In touch with the world ... at home on the High Plains

Small town candy shop in western Kansas sells confections across the country

Amy Bickel

Alan Williams of Modoc, Kansas says his wife, Tonja, is like the Willy Wonka of western Kansas.

As Kansas Agland reports, while there are no Everlasting Gobstoppers or rivers of chocolate flowing through Tonja’s Toffee, as the name suggests, there is toffee, and lots of it this time of year, as Tonja works to fill Christmas orders that will make their way to 26 retail  locations, including one in Missouri and one in Colorado.

She calls this time of year her harvest and even though her little candy shop is located in the remote High Plains, the Internet has helped Tonja’s candy sales spread across the nation.

It all started when Tonja was diagnosed with multiple myeloma in 2008, which prompted her to earn extra money to fund travel to Houston to get drugs for a clinical trial she was participating in.

At that time, she posted a message on a bulletin board in the faculty lounge of Scott County Elementary School, where she is employed as a Title 1 reading teacher. While this netted her several sales, it wasn’t until 2013 that her business really took off, after she began marketing her toffee through Facebook to help her son raise funds for a mission trip to the Ukraine.

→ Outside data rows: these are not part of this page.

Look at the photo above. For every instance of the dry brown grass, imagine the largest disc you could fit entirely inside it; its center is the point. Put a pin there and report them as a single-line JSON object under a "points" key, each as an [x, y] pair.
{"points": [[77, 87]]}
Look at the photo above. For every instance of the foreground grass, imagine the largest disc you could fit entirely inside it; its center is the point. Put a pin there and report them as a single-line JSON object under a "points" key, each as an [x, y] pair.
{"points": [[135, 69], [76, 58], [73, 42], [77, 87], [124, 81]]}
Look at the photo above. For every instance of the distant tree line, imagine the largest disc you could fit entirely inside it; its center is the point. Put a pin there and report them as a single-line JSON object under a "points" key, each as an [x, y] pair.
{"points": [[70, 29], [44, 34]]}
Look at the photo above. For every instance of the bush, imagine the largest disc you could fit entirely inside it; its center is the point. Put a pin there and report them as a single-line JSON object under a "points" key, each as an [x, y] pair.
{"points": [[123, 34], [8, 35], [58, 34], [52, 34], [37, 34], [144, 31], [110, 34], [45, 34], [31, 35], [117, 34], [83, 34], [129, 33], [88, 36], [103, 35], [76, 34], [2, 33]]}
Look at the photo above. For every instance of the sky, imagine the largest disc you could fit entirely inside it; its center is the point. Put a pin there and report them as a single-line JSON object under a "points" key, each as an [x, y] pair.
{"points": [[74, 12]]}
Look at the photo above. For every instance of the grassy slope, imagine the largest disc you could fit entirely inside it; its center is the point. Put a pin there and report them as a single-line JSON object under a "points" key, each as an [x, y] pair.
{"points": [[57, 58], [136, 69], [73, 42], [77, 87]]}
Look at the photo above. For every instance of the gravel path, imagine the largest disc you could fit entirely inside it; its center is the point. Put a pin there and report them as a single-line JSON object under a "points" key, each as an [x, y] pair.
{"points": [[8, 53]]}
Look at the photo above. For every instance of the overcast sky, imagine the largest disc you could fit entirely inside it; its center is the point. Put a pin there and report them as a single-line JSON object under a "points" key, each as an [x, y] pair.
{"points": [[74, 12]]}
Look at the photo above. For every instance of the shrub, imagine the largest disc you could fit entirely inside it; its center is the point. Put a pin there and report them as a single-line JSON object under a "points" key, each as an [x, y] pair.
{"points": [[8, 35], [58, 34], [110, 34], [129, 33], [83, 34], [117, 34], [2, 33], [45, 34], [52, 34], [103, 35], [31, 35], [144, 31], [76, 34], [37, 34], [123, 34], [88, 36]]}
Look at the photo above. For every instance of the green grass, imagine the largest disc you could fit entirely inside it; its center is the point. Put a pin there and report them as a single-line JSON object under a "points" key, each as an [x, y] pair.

"It just blew up," she told Kansas Agland. Her son had raised his money in a matter of weeks. "That is when I thought maybe this is something I should pursue."

She then tested the market by setting up a booth at Scott County’s annual craft show, Whimmydiddle, where she said she sold 167 pounds of candy in one day.

In January 2014, her farmer-husband turned their single-car garage into a food production kitchen and then Tonja began selling her toffee, which come in milk chocolate, dark chocolate, white chocolate, butter and butterscotch flavors, as well as peanut brittle, online and at craft shows.